A blank in the narrative

Perhaps the monotonous repetition of failures on the peak influences my recollection of what took place subsequently to the expedition last mentioned. Perhaps (as I sometimes think even now) an intense desire to accomplish our ambition ripened into a realisation of actual occurrences which really were only efforts of imagination. This much I know, that when on September 7 we sat once more round a blazing wood fire at the familiar bivouac gazing pensively at the crackling fuel, it seemed hard to persuade one’s-self that so much had taken place since our last attempt. Leaning back against the rock and closing the eyes for a moment it seemed but a dream, whose reality could be disproved by an effort of the will, that we had gone to Zermatt in a storm and hurried back again in a drizzle on hearing that some other climbers were intent on our peak; that we had left Chamouni in rain and tried, for the seventeenth time, in a tempest; that matters had seemed so utterly hopeless, seeing that the season was far advanced and the days but short, as to induce me to return to England, leaving minute directions that if the snow should chance to melt and the weather to mend I might be summoned back at once; that after eight-and-forty hours of sojourn in the fogs of my native land an intimation had come by telegraph of glad tidings; that I had posted off straightway by grande vitesse back to Chamouni; that I had arrived there at four in the morning, in consequence of a little misadventure, which may be here parenthetically narrated.

A carriage misadventure

The afternoon diligence from Geneva did not go beyond Sallanches. However, an ingenious young man of low commercial morality, who said that he had a remarkable horse and a super-excellent carriage, was persuaded to drive me on the remainder of the way to Chamouni.

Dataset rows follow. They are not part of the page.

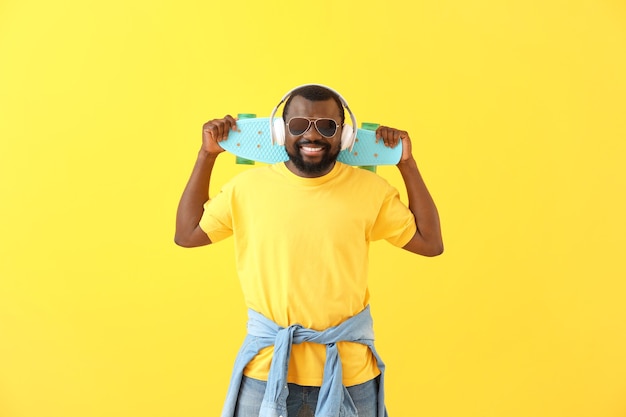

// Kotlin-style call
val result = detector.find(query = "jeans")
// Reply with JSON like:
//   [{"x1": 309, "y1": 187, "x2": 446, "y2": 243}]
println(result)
[{"x1": 235, "y1": 376, "x2": 378, "y2": 417}]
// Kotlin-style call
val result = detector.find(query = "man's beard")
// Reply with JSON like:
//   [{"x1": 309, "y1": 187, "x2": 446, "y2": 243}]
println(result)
[{"x1": 285, "y1": 141, "x2": 340, "y2": 175}]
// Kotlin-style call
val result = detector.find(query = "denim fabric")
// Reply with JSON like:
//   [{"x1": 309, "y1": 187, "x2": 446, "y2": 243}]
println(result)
[
  {"x1": 222, "y1": 306, "x2": 387, "y2": 417},
  {"x1": 235, "y1": 376, "x2": 379, "y2": 417}
]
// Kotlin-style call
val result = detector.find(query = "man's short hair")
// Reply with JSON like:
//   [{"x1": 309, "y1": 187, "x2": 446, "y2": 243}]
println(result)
[{"x1": 283, "y1": 85, "x2": 345, "y2": 125}]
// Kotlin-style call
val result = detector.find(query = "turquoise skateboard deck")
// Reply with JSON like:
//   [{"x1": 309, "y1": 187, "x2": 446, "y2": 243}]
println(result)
[{"x1": 220, "y1": 117, "x2": 402, "y2": 166}]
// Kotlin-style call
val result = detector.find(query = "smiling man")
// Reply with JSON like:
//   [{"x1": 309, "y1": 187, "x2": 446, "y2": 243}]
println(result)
[{"x1": 175, "y1": 85, "x2": 443, "y2": 417}]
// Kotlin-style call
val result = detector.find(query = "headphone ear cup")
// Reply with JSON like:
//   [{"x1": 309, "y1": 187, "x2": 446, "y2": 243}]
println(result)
[
  {"x1": 341, "y1": 125, "x2": 354, "y2": 150},
  {"x1": 273, "y1": 118, "x2": 285, "y2": 146}
]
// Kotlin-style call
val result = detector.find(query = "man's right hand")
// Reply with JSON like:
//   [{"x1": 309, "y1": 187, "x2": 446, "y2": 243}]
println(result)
[{"x1": 202, "y1": 115, "x2": 237, "y2": 156}]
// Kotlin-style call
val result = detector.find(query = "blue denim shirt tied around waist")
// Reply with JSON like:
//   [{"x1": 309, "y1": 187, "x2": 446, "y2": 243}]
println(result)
[{"x1": 222, "y1": 306, "x2": 387, "y2": 417}]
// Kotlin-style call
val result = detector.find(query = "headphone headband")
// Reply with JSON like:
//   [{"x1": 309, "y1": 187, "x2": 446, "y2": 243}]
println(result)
[{"x1": 270, "y1": 84, "x2": 357, "y2": 149}]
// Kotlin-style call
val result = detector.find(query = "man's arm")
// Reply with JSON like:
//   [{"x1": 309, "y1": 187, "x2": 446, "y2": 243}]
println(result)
[
  {"x1": 174, "y1": 116, "x2": 236, "y2": 248},
  {"x1": 376, "y1": 126, "x2": 443, "y2": 256}
]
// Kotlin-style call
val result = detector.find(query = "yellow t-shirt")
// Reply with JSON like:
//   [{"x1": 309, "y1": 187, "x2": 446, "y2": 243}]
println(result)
[{"x1": 200, "y1": 162, "x2": 417, "y2": 386}]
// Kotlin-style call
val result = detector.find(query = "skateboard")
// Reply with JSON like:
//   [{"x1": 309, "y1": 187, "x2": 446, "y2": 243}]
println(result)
[{"x1": 220, "y1": 117, "x2": 402, "y2": 167}]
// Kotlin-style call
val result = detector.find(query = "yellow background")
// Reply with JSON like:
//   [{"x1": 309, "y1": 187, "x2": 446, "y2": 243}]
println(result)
[{"x1": 0, "y1": 0, "x2": 626, "y2": 417}]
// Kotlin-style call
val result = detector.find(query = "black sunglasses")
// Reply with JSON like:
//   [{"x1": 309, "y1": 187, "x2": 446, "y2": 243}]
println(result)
[{"x1": 287, "y1": 117, "x2": 339, "y2": 138}]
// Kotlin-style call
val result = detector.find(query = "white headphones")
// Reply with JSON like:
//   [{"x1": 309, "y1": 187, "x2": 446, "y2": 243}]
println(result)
[{"x1": 270, "y1": 84, "x2": 357, "y2": 150}]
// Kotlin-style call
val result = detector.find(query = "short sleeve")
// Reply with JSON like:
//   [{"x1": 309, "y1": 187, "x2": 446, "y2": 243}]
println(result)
[
  {"x1": 370, "y1": 186, "x2": 417, "y2": 247},
  {"x1": 200, "y1": 186, "x2": 233, "y2": 243}
]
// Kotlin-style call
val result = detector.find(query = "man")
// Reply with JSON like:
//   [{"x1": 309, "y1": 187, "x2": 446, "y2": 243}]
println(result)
[{"x1": 175, "y1": 85, "x2": 443, "y2": 417}]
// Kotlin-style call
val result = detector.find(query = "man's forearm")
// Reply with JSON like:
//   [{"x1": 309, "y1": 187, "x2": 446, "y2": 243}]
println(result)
[
  {"x1": 174, "y1": 150, "x2": 217, "y2": 246},
  {"x1": 397, "y1": 158, "x2": 443, "y2": 256}
]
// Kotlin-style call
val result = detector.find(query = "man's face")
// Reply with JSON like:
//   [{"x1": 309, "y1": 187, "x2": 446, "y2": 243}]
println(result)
[{"x1": 285, "y1": 96, "x2": 341, "y2": 178}]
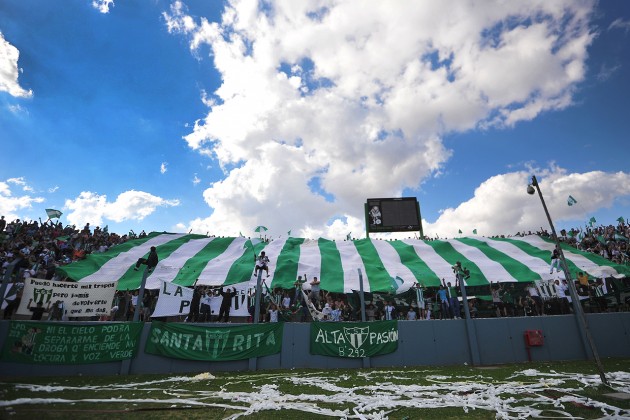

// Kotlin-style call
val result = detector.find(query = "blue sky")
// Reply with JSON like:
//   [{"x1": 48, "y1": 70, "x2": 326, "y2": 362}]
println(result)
[{"x1": 0, "y1": 0, "x2": 630, "y2": 238}]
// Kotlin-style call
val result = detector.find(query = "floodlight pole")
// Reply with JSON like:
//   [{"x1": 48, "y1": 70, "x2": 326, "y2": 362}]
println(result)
[{"x1": 528, "y1": 176, "x2": 610, "y2": 386}]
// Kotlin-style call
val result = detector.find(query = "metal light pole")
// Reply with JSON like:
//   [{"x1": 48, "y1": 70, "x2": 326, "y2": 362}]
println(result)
[{"x1": 527, "y1": 176, "x2": 609, "y2": 386}]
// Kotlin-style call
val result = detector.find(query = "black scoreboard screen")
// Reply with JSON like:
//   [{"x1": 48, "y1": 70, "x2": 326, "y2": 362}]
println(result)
[{"x1": 365, "y1": 197, "x2": 422, "y2": 232}]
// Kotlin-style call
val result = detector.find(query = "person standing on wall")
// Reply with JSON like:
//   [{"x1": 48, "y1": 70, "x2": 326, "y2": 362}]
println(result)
[{"x1": 217, "y1": 287, "x2": 236, "y2": 322}]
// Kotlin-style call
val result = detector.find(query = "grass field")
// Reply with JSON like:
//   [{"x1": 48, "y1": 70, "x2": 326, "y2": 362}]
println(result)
[{"x1": 0, "y1": 360, "x2": 630, "y2": 420}]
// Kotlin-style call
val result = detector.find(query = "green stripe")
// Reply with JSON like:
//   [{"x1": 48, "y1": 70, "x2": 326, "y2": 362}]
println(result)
[
  {"x1": 389, "y1": 241, "x2": 441, "y2": 287},
  {"x1": 173, "y1": 238, "x2": 235, "y2": 286},
  {"x1": 271, "y1": 238, "x2": 304, "y2": 289},
  {"x1": 56, "y1": 232, "x2": 163, "y2": 281},
  {"x1": 458, "y1": 238, "x2": 541, "y2": 282},
  {"x1": 495, "y1": 238, "x2": 583, "y2": 274},
  {"x1": 118, "y1": 235, "x2": 206, "y2": 290},
  {"x1": 425, "y1": 241, "x2": 490, "y2": 286},
  {"x1": 317, "y1": 238, "x2": 345, "y2": 293},
  {"x1": 353, "y1": 239, "x2": 392, "y2": 292},
  {"x1": 542, "y1": 238, "x2": 630, "y2": 276}
]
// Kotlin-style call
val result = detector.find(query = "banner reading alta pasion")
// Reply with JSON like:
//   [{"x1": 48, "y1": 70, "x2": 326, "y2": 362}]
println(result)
[
  {"x1": 145, "y1": 321, "x2": 284, "y2": 361},
  {"x1": 311, "y1": 321, "x2": 398, "y2": 357}
]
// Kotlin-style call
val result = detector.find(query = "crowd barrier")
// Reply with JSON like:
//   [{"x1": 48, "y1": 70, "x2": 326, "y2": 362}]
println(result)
[{"x1": 0, "y1": 312, "x2": 630, "y2": 377}]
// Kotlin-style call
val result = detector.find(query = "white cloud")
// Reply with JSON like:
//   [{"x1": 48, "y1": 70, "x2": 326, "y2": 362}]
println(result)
[
  {"x1": 64, "y1": 190, "x2": 179, "y2": 226},
  {"x1": 0, "y1": 32, "x2": 33, "y2": 98},
  {"x1": 7, "y1": 177, "x2": 35, "y2": 192},
  {"x1": 608, "y1": 18, "x2": 630, "y2": 32},
  {"x1": 423, "y1": 166, "x2": 630, "y2": 237},
  {"x1": 0, "y1": 178, "x2": 44, "y2": 221},
  {"x1": 164, "y1": 0, "x2": 594, "y2": 237},
  {"x1": 92, "y1": 0, "x2": 114, "y2": 13}
]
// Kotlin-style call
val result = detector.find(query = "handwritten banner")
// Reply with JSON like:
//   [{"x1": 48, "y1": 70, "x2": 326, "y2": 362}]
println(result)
[
  {"x1": 311, "y1": 321, "x2": 398, "y2": 357},
  {"x1": 145, "y1": 321, "x2": 284, "y2": 360},
  {"x1": 17, "y1": 278, "x2": 116, "y2": 318},
  {"x1": 0, "y1": 321, "x2": 143, "y2": 365}
]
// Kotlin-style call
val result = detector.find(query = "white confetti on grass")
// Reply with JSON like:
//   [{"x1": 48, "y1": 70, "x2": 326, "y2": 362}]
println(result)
[{"x1": 0, "y1": 369, "x2": 630, "y2": 420}]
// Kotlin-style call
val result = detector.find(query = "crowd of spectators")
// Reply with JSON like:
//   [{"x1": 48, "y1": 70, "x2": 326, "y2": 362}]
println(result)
[{"x1": 0, "y1": 216, "x2": 630, "y2": 321}]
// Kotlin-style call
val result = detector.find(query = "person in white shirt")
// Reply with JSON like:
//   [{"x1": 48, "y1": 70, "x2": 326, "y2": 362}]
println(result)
[
  {"x1": 268, "y1": 303, "x2": 278, "y2": 322},
  {"x1": 554, "y1": 279, "x2": 570, "y2": 315},
  {"x1": 407, "y1": 308, "x2": 418, "y2": 321},
  {"x1": 385, "y1": 302, "x2": 395, "y2": 321}
]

The young man, observing that he had been very busy of late and had not been to bed for two nights (nor had he, as might be judged, washed or tidied himself since last he sought repose), took a very hearty drink out of a tumbler and climbed on to an eminence like a long-legged footstool, which it appeared was the box seat. With much cracking of whips and various ill-tempered remarks to his horse we started with success, aided by the efforts of a well-meaning person (judging by the way in which he wore his braces loosely encircling his waist, devoted to the tending of horses), who, to oblige his friend the driver, ran suddenly at the slothful animal in the shafts and punched the beast very heartily in the ribs with his fist. Before we had gone a mile our troubles began. The coachman’s ill-humour subsided, it is true, but only in consequence of Nature’s soft nurse weighing his eyelids down. Accordingly I got out my axe and poked him in the back when he curled up under the influence of his fatigue. This made him swear a good deal, but for a time the device was successful enough. Gradually the monotonous jangling of the harness bells induced a somnolent disposition in me too, and I conceived then the brilliant idea, as we were ascending the long hill near St. Gervais at a walk, of planting the head of the axe against my own chest and arranging the weapon in such a way that the spike was in close contact with the small of the driver’s back, so that when he fell back it would run into him. Of a sudden I opened my eyes to find that the jangling had ceased and the carriage stopped. We were undoubtedly at Chamouni, and the journey was at an end. Such, however, was not quite the case. As a matter of fact, we were not 200 yards further up the hill, the horse was peacefully grazing by the roadside, and the young man had eluded my artful contrivance by falling forwards off the box, where he lay crumpled up into a shapeless heap, peacefully asleep, entangled between the shafts, the traces, the splinter bar, and the horse’s tail.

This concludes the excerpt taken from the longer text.